The Stockholm Shimmer

I won the Shimmer Lottery back in 29. I was over the fucking moon. Just 19 and here I was getting a chance to meet my future self? I was going to be rich, I was sure. Future me would give the right stock tips, the right career advice, the kinda things that’d make me one of those twenty-year-old millionaires. That was my first thought – most people’s first thought. My second was that he’d tell me who I’d marry, who’d I’d fall in love with. That’s all a person needs, right? Their health, a million dollars, and someone to love and be loved by unconditionally.


This is the promise of shimmers, those windows 20 years through time. Everyone who wins one of the lotteries gets two slots to visit the shimmer – one now, and one twenty years from now. It’s a simple system. Just show up twice and spend an hour with 20-year-in-the-future-you.


And so I went, 19 years old, grinning ear to fucking ear. This shimmer was discovered in a forest just south of Stockholm, which, being late November, meant I was freezing my ass off. The parks officers guided me in, and I stood in front of that shimmer, looking through its impassable window to the other side, waiting for myself to show. But I never did. I spent an hour, shivering in freezing rain, stood up by my future self.
They say there’s any number of reasons your future self doesn’t show, but the only thing people really buy is that you’re dead. Some time between now and twenty years from now, you die. That’s what I believed.


I felt depressed for a while, putting my 500th hour into Skyrim, thinking it didn’t matter what I did now, because I’d be dead soon anyway. But soon it began to really sink in that my days were numbered. Before I thought I had all this time to figure things out, to find myself, to discover the world. But I didn’t. The more this sunk in, the more I found it hard to sleep, hard to think of anything other than my own death. I was up until 2am day after day, working through what I really /needed/ to do before I left for good. Two months later, I had a list, a list I was proud of, a list I was excited by.
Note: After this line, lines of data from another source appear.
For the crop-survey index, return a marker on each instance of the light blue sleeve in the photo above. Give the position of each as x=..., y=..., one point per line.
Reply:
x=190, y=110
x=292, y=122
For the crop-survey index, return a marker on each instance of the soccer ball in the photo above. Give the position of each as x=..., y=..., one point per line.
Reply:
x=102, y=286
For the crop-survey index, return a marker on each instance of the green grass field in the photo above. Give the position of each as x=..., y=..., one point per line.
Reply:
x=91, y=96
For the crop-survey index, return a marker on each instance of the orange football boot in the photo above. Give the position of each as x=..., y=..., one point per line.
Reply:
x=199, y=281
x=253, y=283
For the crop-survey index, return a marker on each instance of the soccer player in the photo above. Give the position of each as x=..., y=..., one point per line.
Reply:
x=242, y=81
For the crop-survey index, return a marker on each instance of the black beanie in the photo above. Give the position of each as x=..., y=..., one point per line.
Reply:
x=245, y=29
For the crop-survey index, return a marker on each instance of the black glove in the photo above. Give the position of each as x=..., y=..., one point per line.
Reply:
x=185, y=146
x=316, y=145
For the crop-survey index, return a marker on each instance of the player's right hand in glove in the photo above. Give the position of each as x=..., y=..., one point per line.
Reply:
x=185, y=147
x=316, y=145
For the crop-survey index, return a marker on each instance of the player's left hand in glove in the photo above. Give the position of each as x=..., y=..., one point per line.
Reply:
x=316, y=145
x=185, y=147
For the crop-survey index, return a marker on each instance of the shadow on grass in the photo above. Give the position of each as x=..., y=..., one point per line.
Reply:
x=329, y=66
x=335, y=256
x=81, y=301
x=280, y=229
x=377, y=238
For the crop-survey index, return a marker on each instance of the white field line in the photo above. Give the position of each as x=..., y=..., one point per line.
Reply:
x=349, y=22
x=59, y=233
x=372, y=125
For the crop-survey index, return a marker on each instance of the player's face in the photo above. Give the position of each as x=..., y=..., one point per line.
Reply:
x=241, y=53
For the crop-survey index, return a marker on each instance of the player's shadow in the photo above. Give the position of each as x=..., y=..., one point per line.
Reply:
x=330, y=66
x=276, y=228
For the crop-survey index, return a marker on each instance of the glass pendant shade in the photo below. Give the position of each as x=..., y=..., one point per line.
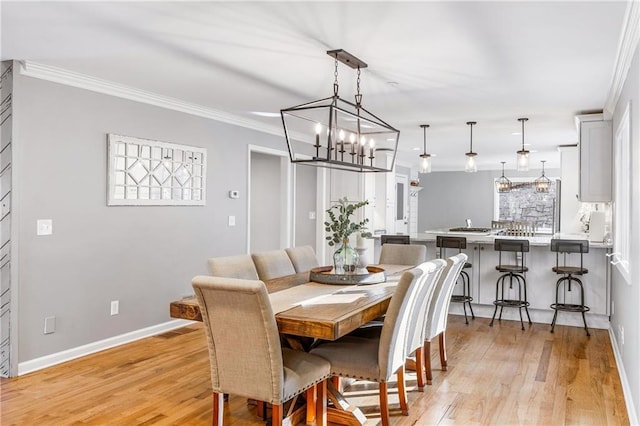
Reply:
x=471, y=166
x=502, y=183
x=543, y=183
x=425, y=163
x=522, y=161
x=425, y=159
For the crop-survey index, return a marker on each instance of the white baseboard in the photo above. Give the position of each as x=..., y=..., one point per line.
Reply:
x=80, y=351
x=626, y=388
x=539, y=316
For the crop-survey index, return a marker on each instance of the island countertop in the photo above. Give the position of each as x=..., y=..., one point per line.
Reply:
x=490, y=236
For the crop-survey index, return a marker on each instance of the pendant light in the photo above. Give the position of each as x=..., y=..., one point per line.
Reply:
x=425, y=159
x=523, y=154
x=543, y=183
x=502, y=183
x=471, y=165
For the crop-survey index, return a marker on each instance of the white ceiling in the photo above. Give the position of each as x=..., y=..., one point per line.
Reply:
x=437, y=63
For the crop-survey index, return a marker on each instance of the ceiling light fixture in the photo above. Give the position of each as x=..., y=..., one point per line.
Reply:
x=338, y=134
x=471, y=166
x=523, y=154
x=425, y=159
x=543, y=183
x=502, y=183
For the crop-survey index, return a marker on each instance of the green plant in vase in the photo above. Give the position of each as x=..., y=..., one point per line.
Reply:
x=340, y=227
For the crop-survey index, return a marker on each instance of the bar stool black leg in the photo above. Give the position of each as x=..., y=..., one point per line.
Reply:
x=582, y=307
x=555, y=315
x=520, y=300
x=464, y=277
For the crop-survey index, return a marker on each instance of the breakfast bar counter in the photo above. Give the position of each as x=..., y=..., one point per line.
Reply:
x=541, y=280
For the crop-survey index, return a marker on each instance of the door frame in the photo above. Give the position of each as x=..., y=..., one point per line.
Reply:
x=287, y=182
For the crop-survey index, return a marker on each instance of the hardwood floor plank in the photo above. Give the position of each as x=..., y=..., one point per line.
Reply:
x=497, y=375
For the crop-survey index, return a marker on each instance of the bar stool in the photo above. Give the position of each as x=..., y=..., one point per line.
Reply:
x=459, y=243
x=566, y=247
x=514, y=272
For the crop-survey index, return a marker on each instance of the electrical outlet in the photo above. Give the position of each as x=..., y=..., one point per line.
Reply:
x=115, y=307
x=44, y=227
x=49, y=325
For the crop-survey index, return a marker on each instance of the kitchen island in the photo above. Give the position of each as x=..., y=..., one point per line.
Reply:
x=541, y=280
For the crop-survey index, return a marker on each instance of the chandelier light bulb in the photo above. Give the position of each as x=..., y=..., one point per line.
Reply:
x=522, y=162
x=425, y=159
x=471, y=166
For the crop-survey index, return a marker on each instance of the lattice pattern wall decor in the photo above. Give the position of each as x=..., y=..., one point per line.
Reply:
x=146, y=172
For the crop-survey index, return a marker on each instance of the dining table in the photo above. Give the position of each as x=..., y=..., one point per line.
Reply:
x=306, y=310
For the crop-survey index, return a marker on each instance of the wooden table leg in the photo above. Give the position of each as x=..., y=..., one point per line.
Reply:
x=342, y=412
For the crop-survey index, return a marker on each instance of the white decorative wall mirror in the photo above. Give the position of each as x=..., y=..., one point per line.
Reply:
x=145, y=172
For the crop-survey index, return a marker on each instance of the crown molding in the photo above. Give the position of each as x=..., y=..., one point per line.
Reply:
x=83, y=81
x=626, y=49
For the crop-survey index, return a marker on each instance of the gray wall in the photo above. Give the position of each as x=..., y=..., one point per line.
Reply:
x=448, y=198
x=626, y=298
x=266, y=193
x=144, y=257
x=306, y=190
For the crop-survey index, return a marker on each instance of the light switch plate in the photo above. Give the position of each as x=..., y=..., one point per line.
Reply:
x=49, y=325
x=45, y=227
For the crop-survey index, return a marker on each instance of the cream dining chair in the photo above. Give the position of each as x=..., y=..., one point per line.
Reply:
x=379, y=359
x=436, y=323
x=245, y=354
x=403, y=254
x=240, y=266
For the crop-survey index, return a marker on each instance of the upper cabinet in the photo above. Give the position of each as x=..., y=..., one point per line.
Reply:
x=595, y=158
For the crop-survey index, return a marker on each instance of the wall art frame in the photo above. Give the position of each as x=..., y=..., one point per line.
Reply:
x=144, y=172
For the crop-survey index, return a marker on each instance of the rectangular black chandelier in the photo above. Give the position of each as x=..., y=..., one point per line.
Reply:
x=339, y=134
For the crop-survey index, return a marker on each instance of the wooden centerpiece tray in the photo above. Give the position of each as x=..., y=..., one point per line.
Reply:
x=326, y=275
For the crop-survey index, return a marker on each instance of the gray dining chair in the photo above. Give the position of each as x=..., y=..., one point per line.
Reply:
x=379, y=359
x=240, y=266
x=436, y=323
x=303, y=258
x=273, y=264
x=403, y=254
x=245, y=354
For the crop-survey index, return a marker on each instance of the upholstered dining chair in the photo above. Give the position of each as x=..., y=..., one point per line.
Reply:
x=273, y=264
x=303, y=258
x=437, y=318
x=432, y=271
x=379, y=359
x=245, y=354
x=240, y=266
x=403, y=254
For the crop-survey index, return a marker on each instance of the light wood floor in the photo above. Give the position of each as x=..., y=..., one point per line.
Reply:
x=498, y=376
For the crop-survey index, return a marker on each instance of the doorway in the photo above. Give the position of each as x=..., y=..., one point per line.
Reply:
x=402, y=204
x=269, y=200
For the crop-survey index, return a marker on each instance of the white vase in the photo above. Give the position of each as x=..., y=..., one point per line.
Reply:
x=362, y=260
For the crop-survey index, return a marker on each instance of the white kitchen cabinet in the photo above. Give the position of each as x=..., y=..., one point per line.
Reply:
x=595, y=158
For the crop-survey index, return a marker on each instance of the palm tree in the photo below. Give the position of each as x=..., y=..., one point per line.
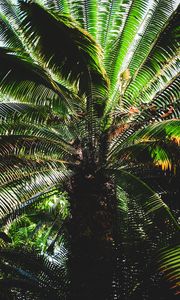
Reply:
x=89, y=104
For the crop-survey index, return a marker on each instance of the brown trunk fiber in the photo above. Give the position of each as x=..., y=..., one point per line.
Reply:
x=91, y=230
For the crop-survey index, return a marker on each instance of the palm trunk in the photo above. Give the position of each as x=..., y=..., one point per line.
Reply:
x=91, y=230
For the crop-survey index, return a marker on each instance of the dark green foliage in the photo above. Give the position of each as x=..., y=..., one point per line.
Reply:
x=89, y=104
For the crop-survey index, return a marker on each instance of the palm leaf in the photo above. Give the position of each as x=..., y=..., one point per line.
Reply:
x=162, y=53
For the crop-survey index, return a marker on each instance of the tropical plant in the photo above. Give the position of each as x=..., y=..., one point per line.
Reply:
x=89, y=104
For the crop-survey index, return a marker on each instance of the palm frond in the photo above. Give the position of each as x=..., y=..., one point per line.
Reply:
x=168, y=263
x=36, y=276
x=70, y=61
x=20, y=191
x=165, y=130
x=162, y=56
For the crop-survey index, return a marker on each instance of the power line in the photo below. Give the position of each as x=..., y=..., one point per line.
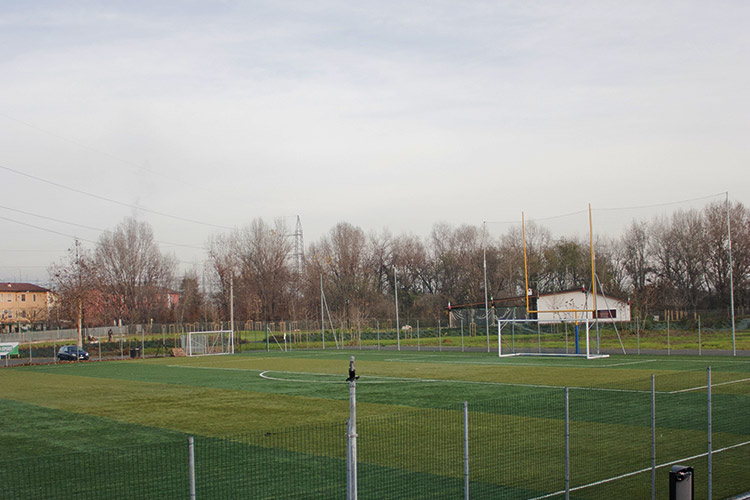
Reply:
x=134, y=207
x=85, y=227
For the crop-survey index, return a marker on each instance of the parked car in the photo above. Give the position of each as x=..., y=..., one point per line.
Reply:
x=72, y=353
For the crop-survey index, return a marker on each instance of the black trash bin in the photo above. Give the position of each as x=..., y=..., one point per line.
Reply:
x=681, y=483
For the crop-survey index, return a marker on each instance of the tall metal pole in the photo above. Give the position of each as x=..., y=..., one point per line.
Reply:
x=395, y=290
x=322, y=315
x=710, y=438
x=231, y=311
x=731, y=277
x=191, y=465
x=352, y=486
x=653, y=438
x=567, y=443
x=595, y=315
x=466, y=450
x=484, y=264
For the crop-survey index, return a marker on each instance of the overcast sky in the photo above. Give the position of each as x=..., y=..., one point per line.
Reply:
x=387, y=115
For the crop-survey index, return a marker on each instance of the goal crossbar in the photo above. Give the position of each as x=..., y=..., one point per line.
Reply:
x=208, y=343
x=501, y=322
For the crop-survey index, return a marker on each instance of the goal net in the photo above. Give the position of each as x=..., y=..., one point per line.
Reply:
x=208, y=343
x=523, y=337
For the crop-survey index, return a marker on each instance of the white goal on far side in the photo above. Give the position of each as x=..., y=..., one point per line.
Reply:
x=208, y=343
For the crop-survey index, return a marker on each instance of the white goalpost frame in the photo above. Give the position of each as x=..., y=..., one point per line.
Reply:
x=209, y=347
x=500, y=354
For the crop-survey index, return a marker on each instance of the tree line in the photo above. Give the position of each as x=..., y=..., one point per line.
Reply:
x=679, y=262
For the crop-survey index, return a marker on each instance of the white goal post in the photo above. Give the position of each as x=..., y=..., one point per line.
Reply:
x=502, y=323
x=208, y=343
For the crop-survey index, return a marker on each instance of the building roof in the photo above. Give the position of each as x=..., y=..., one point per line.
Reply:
x=21, y=287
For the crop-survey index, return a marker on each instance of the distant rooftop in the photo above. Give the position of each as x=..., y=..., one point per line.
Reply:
x=21, y=287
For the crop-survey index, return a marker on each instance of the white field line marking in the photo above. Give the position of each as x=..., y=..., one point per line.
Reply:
x=214, y=368
x=622, y=476
x=385, y=379
x=701, y=387
x=496, y=363
x=342, y=380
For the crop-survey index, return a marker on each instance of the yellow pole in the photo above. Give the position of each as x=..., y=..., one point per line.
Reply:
x=593, y=268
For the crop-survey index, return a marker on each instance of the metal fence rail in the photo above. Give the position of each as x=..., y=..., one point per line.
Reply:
x=524, y=446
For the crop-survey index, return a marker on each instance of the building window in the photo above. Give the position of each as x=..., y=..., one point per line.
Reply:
x=606, y=313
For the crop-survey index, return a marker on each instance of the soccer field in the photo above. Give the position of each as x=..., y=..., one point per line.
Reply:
x=280, y=418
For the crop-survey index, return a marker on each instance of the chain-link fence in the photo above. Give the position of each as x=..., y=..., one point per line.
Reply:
x=585, y=443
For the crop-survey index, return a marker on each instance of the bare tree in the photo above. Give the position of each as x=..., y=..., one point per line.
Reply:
x=133, y=273
x=73, y=282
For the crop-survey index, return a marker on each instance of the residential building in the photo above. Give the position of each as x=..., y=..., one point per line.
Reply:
x=23, y=303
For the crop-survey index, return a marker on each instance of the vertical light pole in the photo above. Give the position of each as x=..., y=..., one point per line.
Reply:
x=731, y=277
x=231, y=310
x=395, y=290
x=484, y=265
x=352, y=434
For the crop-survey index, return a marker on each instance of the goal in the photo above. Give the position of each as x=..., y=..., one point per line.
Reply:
x=208, y=343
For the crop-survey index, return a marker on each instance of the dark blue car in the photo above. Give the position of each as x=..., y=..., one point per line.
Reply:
x=72, y=353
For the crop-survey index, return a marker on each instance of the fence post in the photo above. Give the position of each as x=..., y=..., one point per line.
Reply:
x=638, y=334
x=462, y=335
x=567, y=443
x=699, y=335
x=191, y=462
x=710, y=437
x=352, y=434
x=466, y=450
x=653, y=438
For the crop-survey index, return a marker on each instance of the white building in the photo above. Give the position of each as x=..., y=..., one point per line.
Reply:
x=571, y=304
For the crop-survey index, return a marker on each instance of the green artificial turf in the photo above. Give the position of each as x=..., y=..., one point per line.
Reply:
x=272, y=424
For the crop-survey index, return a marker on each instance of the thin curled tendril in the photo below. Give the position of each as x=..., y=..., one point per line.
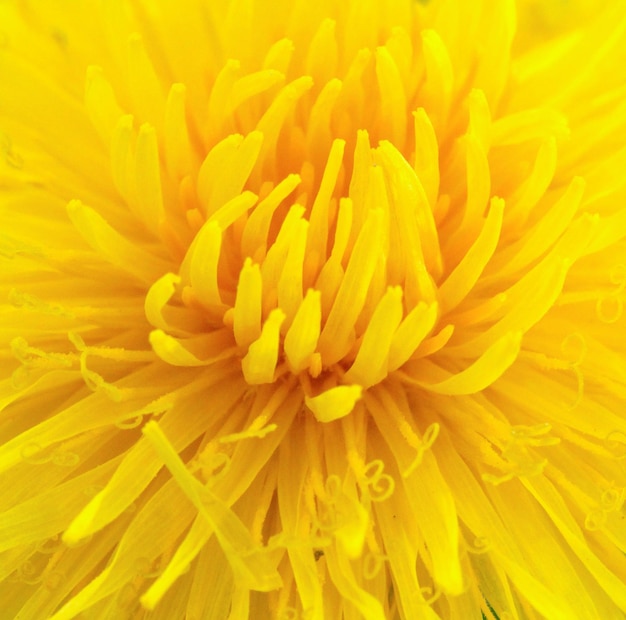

Diligently, I’ve checked off just about everything on that list I made 20 years ago. And now tomorrow is the day I’m supposed to go and see myself through that shimmer, to impart all the wisdom I’ve earned. But I know that wisdom was only earned through experience, through the belief that my days were fucking numbered. So no, I’m not going to see my 19 year old self tomorrow. I’m going to leave him there standing alone in the cold because that’s what he needs.